Emmerich/Kleve/Goch/Niederrhein: Schriftsetzer, ein fast vergessener Lehrberuf!

Nachdem Johannes Gutenberg um 1445 den Buchdruck mit beweglichen Lettern erfunden hatte, gehörte der Beruf des Schriftsetzers über Jahrhunderte hinweg mit zu den angesehensten Berufsbildern. Die Jünger der Schwarzen Kunst genossen wegen ihrer Verbindung zu Wissenschaft und Kunst sowie ihrer Mittlerfunktion zwischen den Gelehrten und der gebildeten Schicht hohes soziales Ansehen sowie in früheren Jahrhunderten sogar gesetzlich verankerte Privilegien. Umgangssprachlich waren auch die Bezeichnungen „Setzer“ oder – aufgrund des Umgangs mit Bleischriften - „Bleisetzer“ üblich. Ferner wurde zwischen „Handsetzern“ - die manuell durch eine spezielle Technik nach jahrhundertelanger Tradition Bleibuchstaben an Bleibuchstaben reihten – und nach der Erfindung der Mergenthaler Zeilensetz- und Gießmaschine im Jahr 1883 „Maschinensetzern“ differenziert.
Zwischen Spätmittelalter und einsetzender Industrialisierung war es auch für die Gesellen des Schriftsetzer-Handwerks Usus, auf Walz zu gehen und während der Wanderjahre in fremden Ländern und Betrieben das eigene Können zu vervollkommnen, um anschließend ein Meister des eigenen Fachs zu werden.
Das Handwerk des Schriftsetzers gehört seit den 70er Jahren bis zum Ende des vergangenen Jahrhunderts bedingt durch die Digitalisierung der Druckvorstufe zu den aussterbenden Berufen und wurde im Rahmen der Neuordnung im grafischen Gewerbe durch den „Mediengestalter für Digital- und Printmedien“ 1998 abgelöst.
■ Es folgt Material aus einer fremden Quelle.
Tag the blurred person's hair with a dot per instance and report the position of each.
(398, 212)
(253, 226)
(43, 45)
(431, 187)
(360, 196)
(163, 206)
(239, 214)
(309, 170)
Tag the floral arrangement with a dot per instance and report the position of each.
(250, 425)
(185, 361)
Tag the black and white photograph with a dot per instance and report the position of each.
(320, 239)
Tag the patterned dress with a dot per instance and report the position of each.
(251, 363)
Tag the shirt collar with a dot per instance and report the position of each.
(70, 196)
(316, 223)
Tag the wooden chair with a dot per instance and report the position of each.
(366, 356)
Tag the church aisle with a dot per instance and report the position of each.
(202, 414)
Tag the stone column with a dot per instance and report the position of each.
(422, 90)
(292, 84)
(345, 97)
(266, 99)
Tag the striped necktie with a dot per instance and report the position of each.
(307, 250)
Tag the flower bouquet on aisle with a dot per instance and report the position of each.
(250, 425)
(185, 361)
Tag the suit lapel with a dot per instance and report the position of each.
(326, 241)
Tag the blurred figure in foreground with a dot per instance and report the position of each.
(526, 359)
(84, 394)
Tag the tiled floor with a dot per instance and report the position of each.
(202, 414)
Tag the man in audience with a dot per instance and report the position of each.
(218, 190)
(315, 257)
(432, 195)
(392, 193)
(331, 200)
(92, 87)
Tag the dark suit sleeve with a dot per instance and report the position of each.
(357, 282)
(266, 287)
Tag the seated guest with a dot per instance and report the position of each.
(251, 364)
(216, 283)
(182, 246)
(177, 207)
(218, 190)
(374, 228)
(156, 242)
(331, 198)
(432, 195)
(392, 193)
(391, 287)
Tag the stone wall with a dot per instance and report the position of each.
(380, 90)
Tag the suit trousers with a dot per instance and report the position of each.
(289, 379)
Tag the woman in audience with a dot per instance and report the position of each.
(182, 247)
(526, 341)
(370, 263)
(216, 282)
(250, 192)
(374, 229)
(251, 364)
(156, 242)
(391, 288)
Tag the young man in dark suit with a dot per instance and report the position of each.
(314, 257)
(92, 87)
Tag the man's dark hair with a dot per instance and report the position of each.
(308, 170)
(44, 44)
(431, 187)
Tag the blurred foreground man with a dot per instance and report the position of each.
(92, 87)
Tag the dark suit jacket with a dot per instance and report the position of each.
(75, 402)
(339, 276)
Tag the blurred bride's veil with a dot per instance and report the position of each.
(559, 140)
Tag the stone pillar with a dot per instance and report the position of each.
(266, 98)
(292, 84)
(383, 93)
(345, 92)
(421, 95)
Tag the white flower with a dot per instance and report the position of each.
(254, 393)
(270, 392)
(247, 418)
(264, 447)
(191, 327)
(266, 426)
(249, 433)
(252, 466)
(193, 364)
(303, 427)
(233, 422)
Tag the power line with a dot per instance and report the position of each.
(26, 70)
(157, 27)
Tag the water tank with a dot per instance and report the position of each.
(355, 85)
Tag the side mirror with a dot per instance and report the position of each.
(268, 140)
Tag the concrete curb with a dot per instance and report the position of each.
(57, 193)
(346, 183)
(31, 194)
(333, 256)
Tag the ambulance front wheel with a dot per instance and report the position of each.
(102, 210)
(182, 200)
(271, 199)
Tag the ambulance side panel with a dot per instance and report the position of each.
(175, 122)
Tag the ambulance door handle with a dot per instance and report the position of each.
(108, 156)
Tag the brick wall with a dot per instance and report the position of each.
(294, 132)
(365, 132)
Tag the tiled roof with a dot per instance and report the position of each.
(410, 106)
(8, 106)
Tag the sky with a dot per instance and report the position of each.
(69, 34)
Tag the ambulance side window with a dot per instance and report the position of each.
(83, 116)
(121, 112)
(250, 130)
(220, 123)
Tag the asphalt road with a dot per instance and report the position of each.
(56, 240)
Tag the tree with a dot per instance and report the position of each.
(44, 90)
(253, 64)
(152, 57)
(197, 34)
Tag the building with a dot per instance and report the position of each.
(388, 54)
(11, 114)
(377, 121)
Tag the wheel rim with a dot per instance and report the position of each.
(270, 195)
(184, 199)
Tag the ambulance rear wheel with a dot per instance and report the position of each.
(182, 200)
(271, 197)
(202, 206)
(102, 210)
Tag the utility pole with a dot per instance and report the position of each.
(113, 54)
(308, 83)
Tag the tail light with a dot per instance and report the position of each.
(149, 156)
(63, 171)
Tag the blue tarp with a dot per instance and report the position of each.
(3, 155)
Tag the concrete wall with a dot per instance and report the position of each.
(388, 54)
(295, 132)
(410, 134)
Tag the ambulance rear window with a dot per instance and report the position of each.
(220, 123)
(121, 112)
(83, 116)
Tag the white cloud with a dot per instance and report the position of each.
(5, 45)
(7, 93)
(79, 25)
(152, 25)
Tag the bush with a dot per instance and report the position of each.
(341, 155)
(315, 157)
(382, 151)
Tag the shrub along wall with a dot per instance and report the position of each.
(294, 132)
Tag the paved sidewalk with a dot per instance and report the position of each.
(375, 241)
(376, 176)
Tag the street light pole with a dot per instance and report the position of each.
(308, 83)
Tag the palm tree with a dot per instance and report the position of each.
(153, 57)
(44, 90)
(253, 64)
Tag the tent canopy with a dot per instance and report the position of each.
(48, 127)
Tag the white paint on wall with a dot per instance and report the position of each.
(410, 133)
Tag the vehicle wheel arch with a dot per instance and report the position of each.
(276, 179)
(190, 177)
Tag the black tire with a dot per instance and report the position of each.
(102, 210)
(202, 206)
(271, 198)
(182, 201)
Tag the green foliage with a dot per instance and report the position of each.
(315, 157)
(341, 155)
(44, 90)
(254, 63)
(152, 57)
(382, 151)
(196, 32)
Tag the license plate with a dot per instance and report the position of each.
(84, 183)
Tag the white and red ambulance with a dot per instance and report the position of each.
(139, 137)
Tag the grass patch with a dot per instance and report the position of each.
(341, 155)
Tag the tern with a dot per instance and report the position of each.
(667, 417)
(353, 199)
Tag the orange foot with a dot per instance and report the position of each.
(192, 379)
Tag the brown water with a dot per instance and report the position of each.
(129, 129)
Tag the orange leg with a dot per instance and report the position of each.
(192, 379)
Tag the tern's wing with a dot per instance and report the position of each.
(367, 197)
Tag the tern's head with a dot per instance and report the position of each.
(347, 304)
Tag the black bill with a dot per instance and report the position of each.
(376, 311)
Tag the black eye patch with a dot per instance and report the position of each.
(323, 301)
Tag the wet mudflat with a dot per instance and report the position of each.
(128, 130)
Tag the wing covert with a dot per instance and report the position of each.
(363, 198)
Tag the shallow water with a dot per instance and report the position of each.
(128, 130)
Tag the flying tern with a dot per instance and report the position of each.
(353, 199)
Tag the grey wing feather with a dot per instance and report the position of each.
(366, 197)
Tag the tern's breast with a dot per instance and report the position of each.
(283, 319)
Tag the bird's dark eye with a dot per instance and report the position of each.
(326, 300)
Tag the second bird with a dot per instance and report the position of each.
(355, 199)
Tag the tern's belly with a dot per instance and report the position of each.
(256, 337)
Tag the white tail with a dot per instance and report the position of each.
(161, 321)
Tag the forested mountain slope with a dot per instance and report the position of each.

In diesem neuen Berufsbild gingen als weitere Berufe der Druckvorstufe der des Reprohersteller, Reprografen, Fotogravurzeichners und des Medienvorlagenherstellers auf.
Die Ausbildung betrug in der Regel drei bis dreieinhalb Jahre.
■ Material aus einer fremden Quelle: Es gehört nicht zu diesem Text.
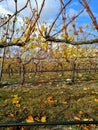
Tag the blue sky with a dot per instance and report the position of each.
(51, 9)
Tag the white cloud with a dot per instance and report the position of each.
(4, 11)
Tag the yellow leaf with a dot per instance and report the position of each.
(76, 118)
(43, 28)
(29, 119)
(43, 119)
(64, 102)
(96, 100)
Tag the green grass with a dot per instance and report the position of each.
(57, 102)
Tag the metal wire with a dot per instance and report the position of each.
(50, 123)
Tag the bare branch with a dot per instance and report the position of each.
(57, 17)
(92, 41)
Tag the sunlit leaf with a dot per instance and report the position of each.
(43, 119)
(29, 119)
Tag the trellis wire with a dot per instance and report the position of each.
(50, 123)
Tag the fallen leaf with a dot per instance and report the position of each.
(29, 119)
(43, 119)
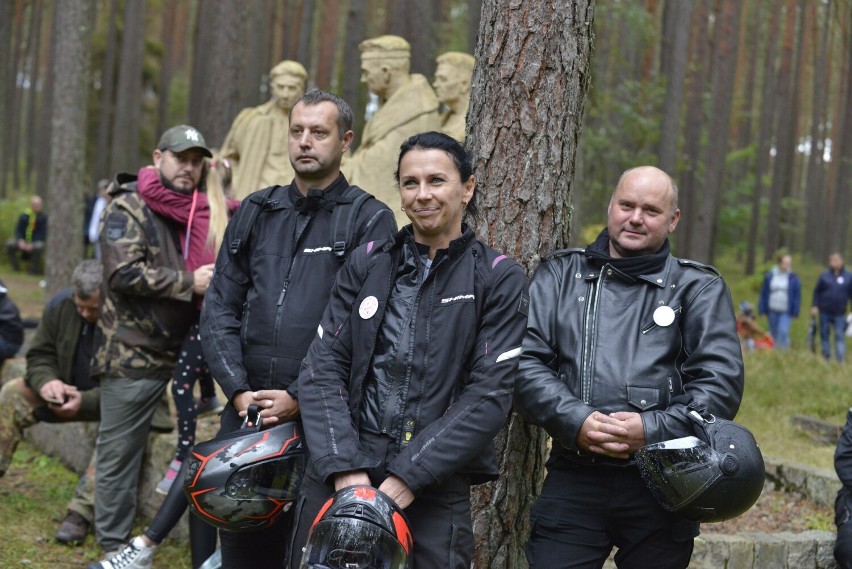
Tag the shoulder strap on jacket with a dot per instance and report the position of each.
(562, 252)
(246, 218)
(710, 269)
(343, 220)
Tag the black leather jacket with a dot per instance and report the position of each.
(593, 343)
(453, 381)
(264, 303)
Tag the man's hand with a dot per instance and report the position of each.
(201, 278)
(617, 435)
(62, 399)
(353, 478)
(398, 491)
(276, 406)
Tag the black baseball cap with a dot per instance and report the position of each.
(183, 137)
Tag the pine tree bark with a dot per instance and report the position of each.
(675, 47)
(352, 93)
(837, 239)
(68, 140)
(103, 156)
(726, 38)
(764, 137)
(125, 131)
(695, 118)
(220, 98)
(814, 185)
(527, 100)
(784, 131)
(328, 34)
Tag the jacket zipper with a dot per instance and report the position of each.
(588, 338)
(393, 399)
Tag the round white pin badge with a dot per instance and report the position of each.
(664, 316)
(368, 307)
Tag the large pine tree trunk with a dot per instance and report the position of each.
(784, 131)
(356, 24)
(675, 48)
(33, 108)
(527, 101)
(815, 187)
(6, 13)
(764, 138)
(726, 36)
(840, 214)
(103, 155)
(68, 140)
(125, 131)
(689, 179)
(328, 33)
(220, 91)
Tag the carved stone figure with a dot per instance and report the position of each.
(407, 105)
(452, 85)
(256, 145)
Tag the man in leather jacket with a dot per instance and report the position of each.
(266, 299)
(622, 341)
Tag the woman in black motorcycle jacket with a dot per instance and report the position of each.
(413, 367)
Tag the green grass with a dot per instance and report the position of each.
(33, 499)
(781, 384)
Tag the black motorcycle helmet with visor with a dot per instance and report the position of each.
(244, 480)
(359, 527)
(713, 476)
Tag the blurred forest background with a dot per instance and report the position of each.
(748, 104)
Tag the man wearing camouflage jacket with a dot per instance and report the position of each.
(148, 306)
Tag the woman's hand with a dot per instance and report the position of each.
(276, 406)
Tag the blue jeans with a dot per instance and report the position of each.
(837, 322)
(779, 327)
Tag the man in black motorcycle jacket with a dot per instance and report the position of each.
(622, 341)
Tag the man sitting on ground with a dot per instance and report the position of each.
(57, 387)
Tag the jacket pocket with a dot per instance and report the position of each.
(645, 398)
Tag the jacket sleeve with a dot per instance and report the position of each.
(712, 371)
(445, 446)
(222, 312)
(541, 396)
(42, 357)
(127, 269)
(380, 225)
(324, 380)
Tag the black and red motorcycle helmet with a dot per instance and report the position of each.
(359, 527)
(242, 481)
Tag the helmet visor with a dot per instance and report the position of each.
(277, 479)
(677, 471)
(349, 543)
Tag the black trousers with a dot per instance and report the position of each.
(439, 518)
(585, 511)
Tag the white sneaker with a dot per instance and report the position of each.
(134, 555)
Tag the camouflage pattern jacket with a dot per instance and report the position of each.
(147, 306)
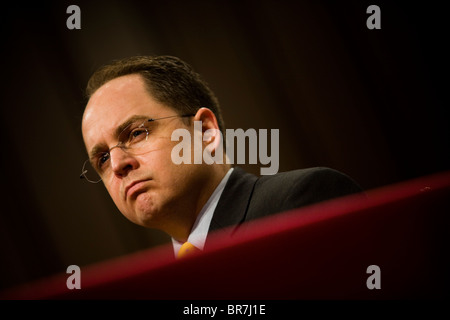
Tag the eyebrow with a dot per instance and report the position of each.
(101, 146)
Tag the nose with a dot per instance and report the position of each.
(122, 162)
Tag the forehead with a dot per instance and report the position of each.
(112, 104)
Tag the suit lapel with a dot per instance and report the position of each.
(233, 204)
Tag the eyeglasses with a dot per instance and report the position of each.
(133, 139)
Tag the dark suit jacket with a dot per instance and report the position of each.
(247, 197)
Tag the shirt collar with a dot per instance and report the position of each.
(201, 225)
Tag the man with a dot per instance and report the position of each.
(134, 106)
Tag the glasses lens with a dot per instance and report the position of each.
(134, 138)
(88, 172)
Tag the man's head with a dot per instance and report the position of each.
(148, 188)
(168, 80)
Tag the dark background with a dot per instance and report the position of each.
(370, 103)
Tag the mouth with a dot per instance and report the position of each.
(134, 188)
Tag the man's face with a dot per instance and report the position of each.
(147, 188)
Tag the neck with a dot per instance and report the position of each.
(180, 226)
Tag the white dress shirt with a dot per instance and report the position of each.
(201, 226)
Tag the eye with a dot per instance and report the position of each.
(137, 135)
(101, 161)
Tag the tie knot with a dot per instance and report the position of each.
(187, 249)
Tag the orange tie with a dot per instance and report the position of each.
(187, 249)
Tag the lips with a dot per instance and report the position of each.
(133, 188)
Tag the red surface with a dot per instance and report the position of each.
(318, 252)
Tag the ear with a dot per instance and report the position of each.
(210, 128)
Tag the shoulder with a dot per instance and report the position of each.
(297, 188)
(318, 177)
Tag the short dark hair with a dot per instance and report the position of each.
(169, 80)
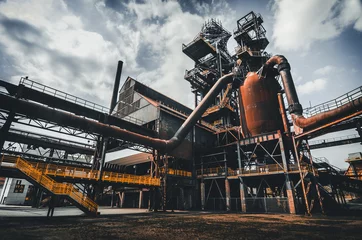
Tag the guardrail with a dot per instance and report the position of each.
(335, 103)
(177, 172)
(86, 173)
(253, 169)
(335, 139)
(57, 188)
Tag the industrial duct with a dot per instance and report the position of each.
(296, 110)
(31, 109)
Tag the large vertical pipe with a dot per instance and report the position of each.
(241, 186)
(116, 86)
(227, 195)
(182, 198)
(283, 113)
(202, 190)
(288, 84)
(123, 198)
(140, 201)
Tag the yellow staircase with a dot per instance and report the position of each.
(39, 176)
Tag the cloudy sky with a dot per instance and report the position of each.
(75, 45)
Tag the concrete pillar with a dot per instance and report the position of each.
(140, 202)
(242, 195)
(123, 196)
(227, 195)
(202, 190)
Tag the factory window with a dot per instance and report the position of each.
(19, 188)
(127, 84)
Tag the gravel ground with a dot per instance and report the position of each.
(190, 225)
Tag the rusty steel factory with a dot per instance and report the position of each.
(244, 148)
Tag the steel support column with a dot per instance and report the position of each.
(288, 184)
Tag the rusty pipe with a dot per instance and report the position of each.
(283, 113)
(295, 109)
(328, 116)
(288, 83)
(198, 111)
(34, 110)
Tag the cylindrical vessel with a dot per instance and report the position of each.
(259, 97)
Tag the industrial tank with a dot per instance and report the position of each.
(259, 99)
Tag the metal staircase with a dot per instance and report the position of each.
(39, 178)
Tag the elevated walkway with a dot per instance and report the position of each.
(76, 174)
(341, 121)
(37, 177)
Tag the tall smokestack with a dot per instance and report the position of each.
(116, 87)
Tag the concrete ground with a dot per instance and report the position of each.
(26, 211)
(27, 223)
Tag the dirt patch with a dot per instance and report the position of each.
(183, 226)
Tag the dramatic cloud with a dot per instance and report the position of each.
(75, 45)
(324, 70)
(312, 86)
(300, 23)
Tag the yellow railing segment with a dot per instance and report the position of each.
(130, 179)
(86, 173)
(57, 188)
(177, 172)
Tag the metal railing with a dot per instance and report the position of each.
(335, 139)
(86, 173)
(253, 169)
(177, 172)
(130, 179)
(333, 104)
(71, 98)
(57, 188)
(62, 95)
Der Schriftsetzer beherrschte nach der Ausbildung sämtliche Einzelschritte im Rahmen der jeweiligen Satzverfahren, um aus einem angelieferten Manuskript mit Satzanweisungen eine Druckform zu erstellen. Zu seinen Aufgabenbereichen gehörten auch Korrekturen, die typographische Gestaltung, für die bestmögliche Lesbarkeit der Drucksachen zu sorgen und nach erfolgtem Druck das Zerlegen der Druckform und das Ablegen der Bleilettern (zurück sortieren) in die Schrift- und Satzkästen.
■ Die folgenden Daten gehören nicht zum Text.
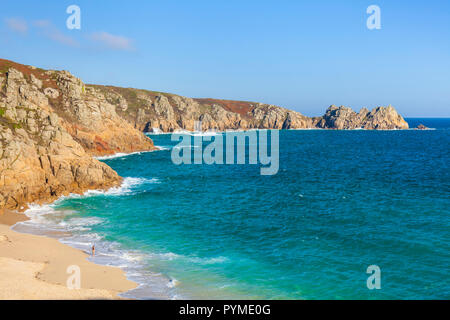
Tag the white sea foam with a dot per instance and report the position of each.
(76, 231)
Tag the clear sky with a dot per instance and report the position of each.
(303, 55)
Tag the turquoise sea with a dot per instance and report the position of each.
(341, 201)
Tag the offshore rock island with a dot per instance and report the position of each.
(52, 125)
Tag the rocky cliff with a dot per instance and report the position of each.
(150, 110)
(381, 118)
(50, 126)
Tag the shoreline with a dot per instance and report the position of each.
(34, 267)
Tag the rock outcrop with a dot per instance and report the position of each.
(49, 129)
(381, 118)
(157, 111)
(51, 124)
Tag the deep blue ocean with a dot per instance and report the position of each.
(341, 201)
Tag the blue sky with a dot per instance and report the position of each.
(303, 55)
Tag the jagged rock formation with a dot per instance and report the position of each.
(381, 118)
(149, 110)
(51, 124)
(49, 130)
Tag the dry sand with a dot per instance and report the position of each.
(35, 267)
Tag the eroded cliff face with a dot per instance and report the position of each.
(149, 110)
(49, 129)
(381, 118)
(51, 124)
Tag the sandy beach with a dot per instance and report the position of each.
(35, 268)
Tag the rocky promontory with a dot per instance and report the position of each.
(52, 124)
(150, 110)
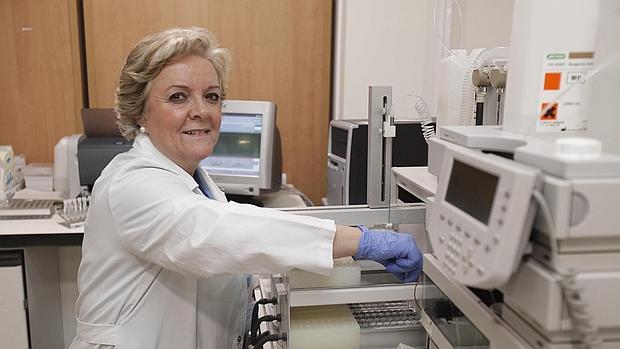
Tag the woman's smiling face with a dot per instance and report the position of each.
(184, 111)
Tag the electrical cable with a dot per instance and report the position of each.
(269, 338)
(575, 304)
(256, 325)
(254, 319)
(441, 40)
(428, 130)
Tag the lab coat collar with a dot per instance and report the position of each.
(143, 145)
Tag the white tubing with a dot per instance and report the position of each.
(467, 97)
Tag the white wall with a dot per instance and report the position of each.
(394, 42)
(378, 43)
(486, 23)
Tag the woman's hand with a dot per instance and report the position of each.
(396, 251)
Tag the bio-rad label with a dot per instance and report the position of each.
(564, 92)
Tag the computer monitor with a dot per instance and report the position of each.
(247, 159)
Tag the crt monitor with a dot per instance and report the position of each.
(247, 157)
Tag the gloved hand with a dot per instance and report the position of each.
(398, 252)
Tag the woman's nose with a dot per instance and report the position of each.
(199, 108)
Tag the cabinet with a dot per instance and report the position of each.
(30, 302)
(281, 52)
(13, 316)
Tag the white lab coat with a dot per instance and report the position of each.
(163, 266)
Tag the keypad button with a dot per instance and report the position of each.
(496, 238)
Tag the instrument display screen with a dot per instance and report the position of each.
(472, 190)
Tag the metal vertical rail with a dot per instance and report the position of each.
(379, 147)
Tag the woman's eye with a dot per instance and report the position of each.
(177, 97)
(213, 97)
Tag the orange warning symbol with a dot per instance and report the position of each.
(552, 81)
(550, 113)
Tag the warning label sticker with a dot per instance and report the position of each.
(564, 91)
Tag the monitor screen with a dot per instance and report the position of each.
(472, 190)
(238, 147)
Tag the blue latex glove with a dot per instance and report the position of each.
(398, 252)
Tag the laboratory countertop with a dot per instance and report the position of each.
(37, 232)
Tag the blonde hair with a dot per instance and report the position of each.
(149, 57)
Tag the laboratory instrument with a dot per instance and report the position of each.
(480, 220)
(347, 157)
(247, 159)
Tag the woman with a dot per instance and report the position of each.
(165, 258)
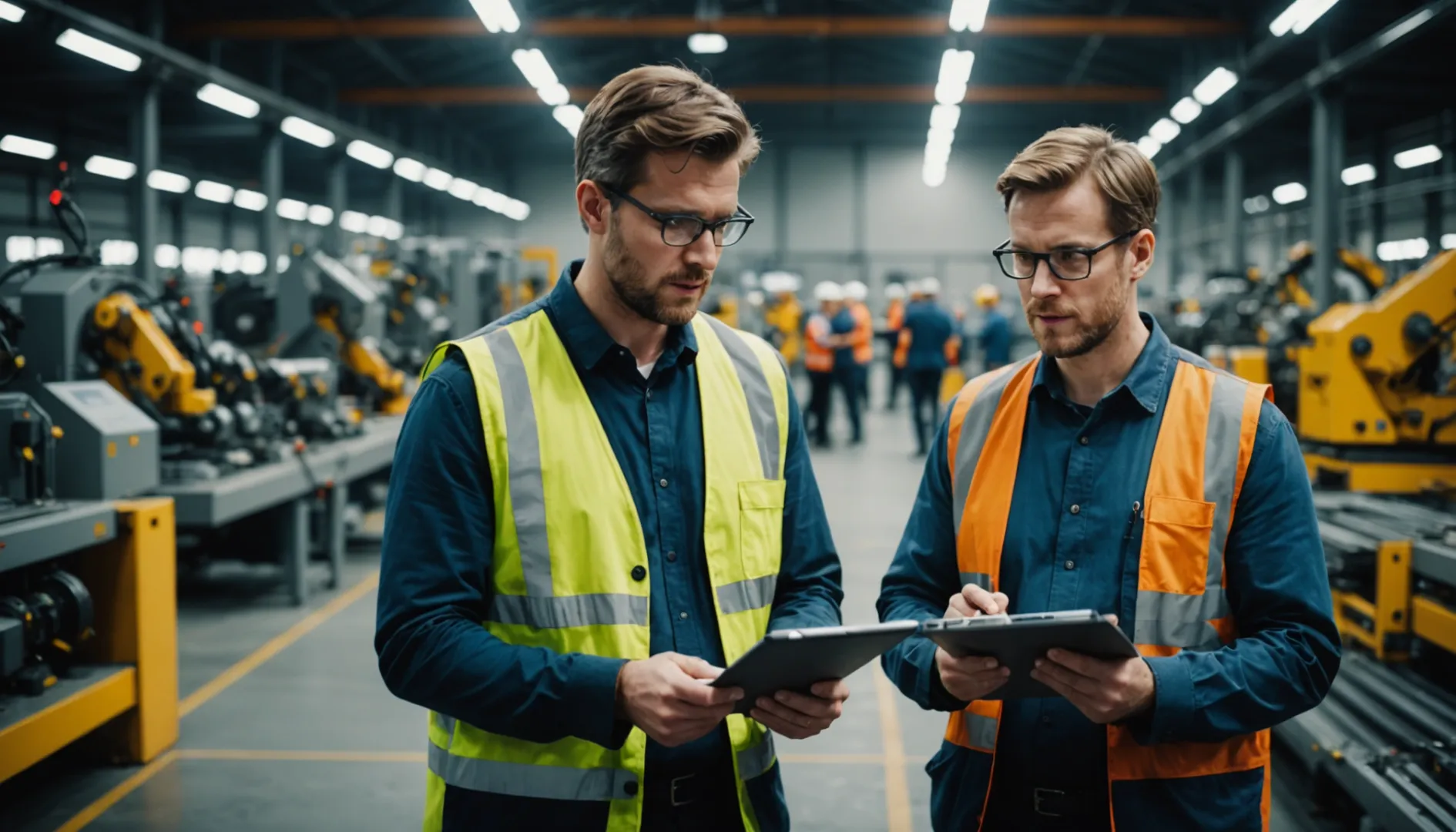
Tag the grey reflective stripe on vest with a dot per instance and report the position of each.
(529, 780)
(762, 410)
(979, 579)
(525, 464)
(975, 430)
(569, 609)
(746, 595)
(980, 732)
(756, 760)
Für die Ausübung des Berufes musste der Setzer das typographische Maßsystem sowie den sicheren Umgang mit berufstypischen Werkzeugen wie Ahle, Pinzette, Winkelhaken, Zeilenhacker, Klischeehöhenmessgerät, Setzschiffen etc. beherrschen. Außerdem musste er die Satzgassen des eigenen Betriebes sowie die strengen Regeln unterliegende Einteilung der Setz- und Schriftkästen kennen. Während ihrer Ausbildung wurde den Lehrlingen in vielen Betrieben kostenlos ein halber Liter Milch oder wahlweise auch Kakao zur Verfügung gestellt. Damit sollte präventiv der gefürchteten Bleikrankheit begegnet werden.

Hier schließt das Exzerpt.